Bucknell University progresses towards a more sustainable campus

Maddie+Hamilton%2C+Photography+Editor+%2F+The+Bucknellian

Maddie Hamilton, Photography Editor / The Bucknellian

Kelsey Werkheiser, News Co-Editor

Bucknell University began drafting their sustainability plan in 2017, with one of its largest goals being achieving carbon neutrality by 2030. In the upcoming years, there are various initiatives the university will be enacting in order to reach this end goal. Working closely with the Bucknell Farm, dining facilities and the Office of Campus Sustainability, the campus has been able to begin making this progress.

The 2022-23 University Report lists five of their largest initiatives from this academic year: an on-campus solar array, a new natural pathway, partnerships with the Bucknell Farm, hyper-local dining and Holmes Hall achieving LEED Gold certification. 

In March of the previous academic year, the new management and arts building Holmes Hall was awarded for its planet-friendly design. Some of its features include enhanced ventilation, water-conserving bathroom facilities and outdoor rain gardens and bioswales. Holmes Hall is the seventh building on Bucknell’s campus to be awarded the LEED Gold Award.

Bucknell celebrated the completion of the 1.76 peak megawatt solar array on Oct 2, 2022. The array now supplies seven percent of campus electricity. The panels also offer accessibility to hands-on and visual learning centered around solar energy. 

“I think the progress towards solar power is really important,” Isabelle Levesque-Du Bose ’23, a renewable energy scholar, said. “To utilize more solar energy on campus, I think that we have to put aesthetics aside and avoid keeping solar panels isolated, and instead advance towards having them on roofs of academic buildings.”

In the summer preceding the 2022-23 school year, construction began on Bucknell Greenway, a 4-mile multi-use pathway along the perimeter of the campus. This path helps to connect the separation of campus caused by Route 15, and borders locations such as the Grove, the farm and Christy Mathewson stadium. The construction was completed in the fall semester of this year.

“Part of this initiative is about raising our awareness of the natural landscape around us and the ways Bucknell is contributing to sustainability,” Technology Desk Manager Bud Hiller is quoted in the university website. “So there’s the option to add features like pollinator gardens to enhance the path even further.”

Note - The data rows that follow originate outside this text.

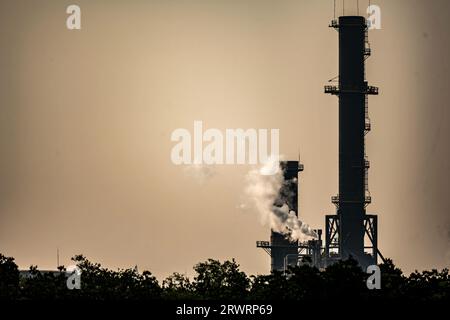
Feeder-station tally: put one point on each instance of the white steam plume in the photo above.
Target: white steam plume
(262, 190)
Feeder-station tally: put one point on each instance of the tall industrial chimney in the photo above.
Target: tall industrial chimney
(345, 232)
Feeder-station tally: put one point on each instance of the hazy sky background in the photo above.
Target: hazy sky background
(86, 118)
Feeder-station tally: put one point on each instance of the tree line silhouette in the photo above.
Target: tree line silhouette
(215, 280)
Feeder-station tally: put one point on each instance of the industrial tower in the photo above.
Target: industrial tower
(281, 250)
(350, 231)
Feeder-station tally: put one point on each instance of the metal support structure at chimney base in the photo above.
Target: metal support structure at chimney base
(346, 232)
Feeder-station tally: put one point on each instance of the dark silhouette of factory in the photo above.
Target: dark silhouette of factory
(351, 231)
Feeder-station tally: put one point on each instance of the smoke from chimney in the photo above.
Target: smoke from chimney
(262, 190)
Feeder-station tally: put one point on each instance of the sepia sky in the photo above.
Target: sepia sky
(86, 117)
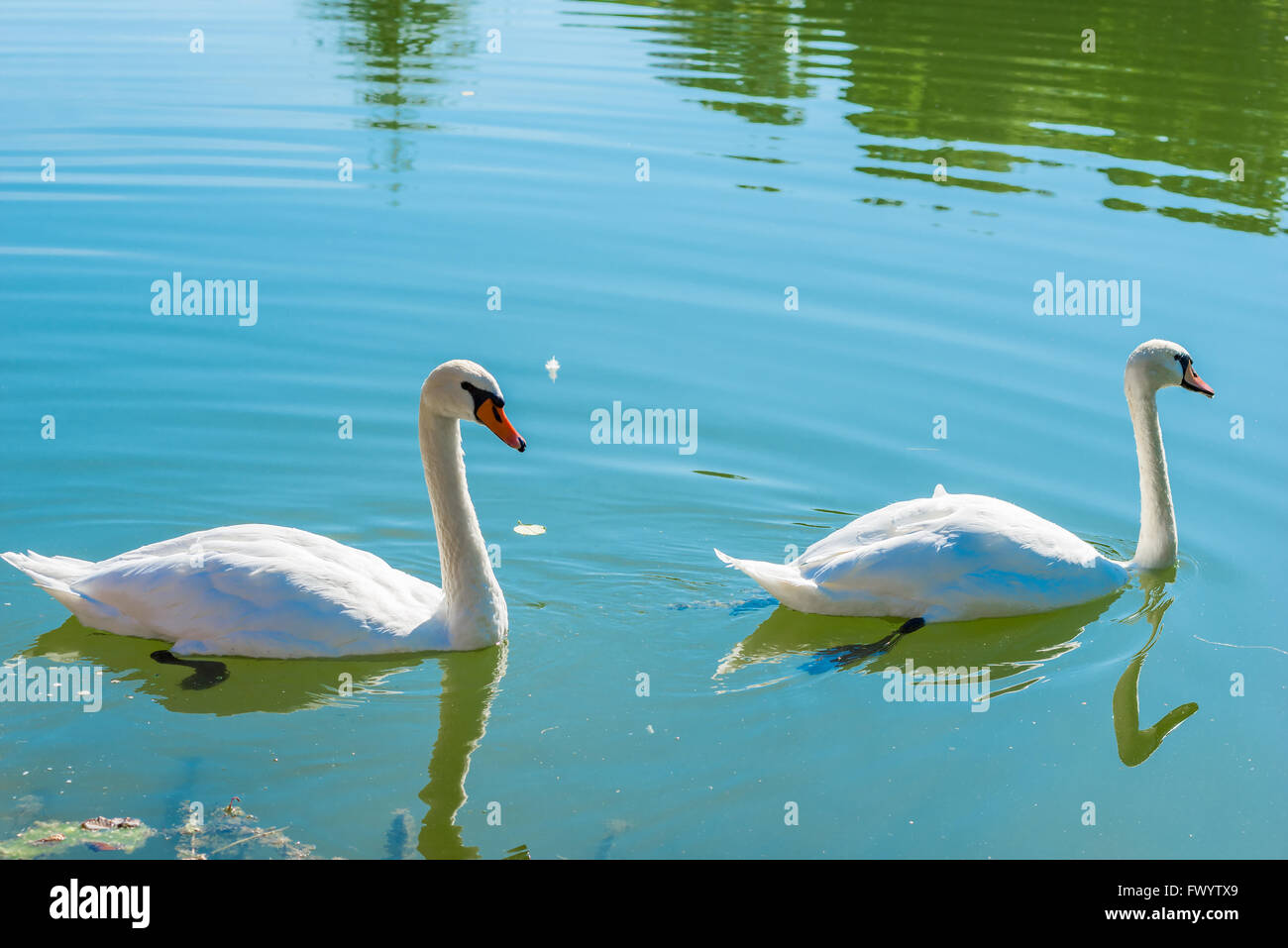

The Bucknell Farm has been an important part of campus since 2018, but the opportunities it can provide continue to evolve each year. Per the 2022-23 University Report, “the Bucknell Farm partnered with more than 50 courses from all three colleges, as well as three Residential Colleges, resulting in nearly 25 percent of Bucknell students having an on-site, hands-on experience at the farm.”

To further enhance this, the farm hopes to eventually add an experimental wetland space and an outdoor classroom.

While Bucknell Dining does not presently source food from the farm, dining services have created an even more local source: indoor Babylon Micro-Farms. These compact greenhouse-like structures can be found in the Bison and Bostwick Cafe, growing fresh herbs and vegetables that will find their way to students’ plates. 

Bucknell has also recently introduced an Environmental Honors Society, Epsilon Eta. They are currently in a brainstorming stage while working the campus farm and other local farms in order to create access to organic foods at B-Eats. Despite its new presence on campus, the society has already made some accomplishments in promoting sustainability.

We provide recycled office and school supplies through the Sustainable Office Supply Store run out of the bottom floor of Taylor Hall,” Grace English ’25, a member of Epsilon Eta, said. “The entirety of our society has opportunities to volunteer there and I myself have spent many hours in the store.

“Epsilon Eta additionally sponsors activities such as trash cleanup around campus and golf ball cleanup on the golf course, as the golf balls often end up in the ditch and impede the water supply,” English said. “This initiative is very important because our entire campus is actually on one huge watershed. The fields, golf courses, and new construction near the Mods were once rivers, and that water still exists there. The more building we do, the higher the risk for flooding there is.”